Below are some of the key areas which should be focused to build a successful data governance framework.

  1. Mission & Vision

    Focus on what data you have to manage.

  2. Policy

    Data governance policies will sketch on how to Manage data (Process – Plan/Design/Deploy/Govern/Monitor and Measurement standards) inside your organization should be followed to get accurate and readable data

  3. Roles and responsibilities

    People and organization bodies like
    Data Architects: Who will define Data architecture/Administration
    Data Owners: Defines and authorizes access to data. 
    Data Steward: Implement policies
    Users: Understands the policies/process and access the data information accordingly.

  4. Process

    Detailing what needs to be done to manage data in terms of Data Security, Metadata Management, Data Quality, Data security, and privacy.

Most Popular Data Governance Tools


Data is an asset. Data governance takes care of managing the data and below are some of the most popular Data Governance tools. Also please go through the magic quadrant (metadata solutions) to find the niche players and leaders in the market.

Collibra Data Governance


The Collibra data governance and catalog solutions help data customers find, understand, and trust their data, ensuring quality and accessibility.  Collibra supports data centers and has the ability and support to orchestrate on multi-cloud platforms like AWS, Google Cloud, and Azure by having fine control over the data management activities across every cloud platform aforementioned.

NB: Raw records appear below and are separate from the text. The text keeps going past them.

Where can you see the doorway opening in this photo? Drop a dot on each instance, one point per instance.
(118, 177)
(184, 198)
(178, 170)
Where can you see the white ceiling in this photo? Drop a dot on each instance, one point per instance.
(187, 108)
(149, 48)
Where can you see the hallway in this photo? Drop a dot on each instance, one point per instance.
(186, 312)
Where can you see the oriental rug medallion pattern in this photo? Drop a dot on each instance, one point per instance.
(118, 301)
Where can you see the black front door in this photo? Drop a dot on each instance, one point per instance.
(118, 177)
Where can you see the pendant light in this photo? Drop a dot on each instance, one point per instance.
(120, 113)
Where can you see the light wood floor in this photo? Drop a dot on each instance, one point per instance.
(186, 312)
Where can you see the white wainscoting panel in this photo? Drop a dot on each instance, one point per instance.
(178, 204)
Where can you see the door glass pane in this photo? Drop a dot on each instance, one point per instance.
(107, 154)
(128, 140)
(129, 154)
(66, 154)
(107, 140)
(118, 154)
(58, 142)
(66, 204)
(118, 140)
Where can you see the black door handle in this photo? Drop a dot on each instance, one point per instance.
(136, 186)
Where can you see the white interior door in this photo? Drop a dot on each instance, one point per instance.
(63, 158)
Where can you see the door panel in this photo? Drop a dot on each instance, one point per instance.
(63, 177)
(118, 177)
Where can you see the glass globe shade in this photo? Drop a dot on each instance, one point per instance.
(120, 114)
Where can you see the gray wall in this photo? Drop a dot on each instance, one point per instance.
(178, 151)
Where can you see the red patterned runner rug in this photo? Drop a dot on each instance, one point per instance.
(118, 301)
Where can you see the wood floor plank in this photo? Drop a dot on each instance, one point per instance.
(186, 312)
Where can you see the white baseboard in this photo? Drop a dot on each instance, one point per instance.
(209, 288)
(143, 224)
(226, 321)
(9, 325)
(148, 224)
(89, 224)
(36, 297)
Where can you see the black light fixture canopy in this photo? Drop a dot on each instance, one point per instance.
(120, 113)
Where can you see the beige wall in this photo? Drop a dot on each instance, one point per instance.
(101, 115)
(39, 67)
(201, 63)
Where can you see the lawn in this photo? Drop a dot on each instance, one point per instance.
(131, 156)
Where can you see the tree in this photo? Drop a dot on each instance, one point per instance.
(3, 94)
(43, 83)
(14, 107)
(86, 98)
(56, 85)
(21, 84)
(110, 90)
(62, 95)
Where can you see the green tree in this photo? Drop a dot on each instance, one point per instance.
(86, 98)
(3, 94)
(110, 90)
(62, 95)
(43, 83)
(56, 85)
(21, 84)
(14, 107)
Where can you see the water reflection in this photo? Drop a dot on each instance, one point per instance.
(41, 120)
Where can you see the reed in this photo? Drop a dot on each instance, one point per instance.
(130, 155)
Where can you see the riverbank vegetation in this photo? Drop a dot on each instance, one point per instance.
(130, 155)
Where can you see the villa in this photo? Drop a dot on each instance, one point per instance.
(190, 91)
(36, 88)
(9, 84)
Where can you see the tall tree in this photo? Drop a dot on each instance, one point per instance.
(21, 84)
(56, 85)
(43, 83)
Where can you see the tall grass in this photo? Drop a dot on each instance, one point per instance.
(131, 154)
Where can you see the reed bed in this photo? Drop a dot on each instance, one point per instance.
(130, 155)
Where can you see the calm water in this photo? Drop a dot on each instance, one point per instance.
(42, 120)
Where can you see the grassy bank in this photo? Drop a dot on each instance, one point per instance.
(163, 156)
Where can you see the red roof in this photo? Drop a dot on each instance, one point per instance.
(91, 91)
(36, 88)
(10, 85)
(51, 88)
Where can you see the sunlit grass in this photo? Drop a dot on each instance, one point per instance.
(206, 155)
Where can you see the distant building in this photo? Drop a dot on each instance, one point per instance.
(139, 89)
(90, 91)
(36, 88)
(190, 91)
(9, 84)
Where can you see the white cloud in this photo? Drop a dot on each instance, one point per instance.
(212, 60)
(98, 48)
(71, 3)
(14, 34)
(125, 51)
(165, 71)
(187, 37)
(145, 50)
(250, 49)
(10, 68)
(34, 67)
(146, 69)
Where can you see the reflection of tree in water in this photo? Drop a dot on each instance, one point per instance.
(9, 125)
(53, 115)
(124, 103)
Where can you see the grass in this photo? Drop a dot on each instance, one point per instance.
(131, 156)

It is a commercial-off-the-shelf (COTS) solution.

Some of the key features offered by collibra

  1. Business glossary
  2. Metadata Management and processing.
  3. Self-service Catalog
  4. Data dictionary
  5. Helpdesk
  6. Policy manager
  7. Stewardship
  8. Workflows
  9. Compliance support including GDPR.
  10. Data Lineage maps, and more.

Informatica Enterprise Data Catalog


EDC is a standalone AI-powered data catalog that provides a machine-learning-based discovery engine to scan and catalog data assets across the enterprise/cloud/on-premise applications. It offers Data security, proactive monitoring on data quality and It is a commercial-off-the-shelf (COTS) solution.

Some of the Key Features offered by Informatica EDM:

  1. Connect and catalog any data asset
  2. AI-powered automation
  3. Data provisioning
  4. Collaboration
  5. End-to-end data lineage
  6. Integrated data quality
  7. Data Lineage
  8. Data relationships and recommendations and more

Apache Atlas


Atlas is the first-class metadata management and governance framework for organizations to build a catalog of your data assets and classify and govern the data assets for data scientists, BA, and the data governance team. It enables the organization to meet the compliance requirement efficiently and effectively ensure integration with the whole data ecosystem. It is an open-source solution.

Some of the Key Features offered by Atlas

  1. Data lifecycle management
  2. Metadata Types & entities
  3. Classification
  4. Lineage
  5. Search & discovery
  6. Security & Data Masking
  7. Audit Store

Compare and Contrast – Data Governance tools


Please refer to the below link to get detailed comparisons of EDM tools in terms of various Product capabilities

Collibra vs Informatica vs Talend

Conclusion


Data is an asset. Data Governance is like any other competency for organization practice and business and it will drive you the strategies of getting value from the data. 

Bottom line: Data Governance is a strategic competency. Its whole sole purpose is to throttle the business forward. So Maintaining the data without proper process will not add real value to the organization and that’s how you should be thinking about data governance.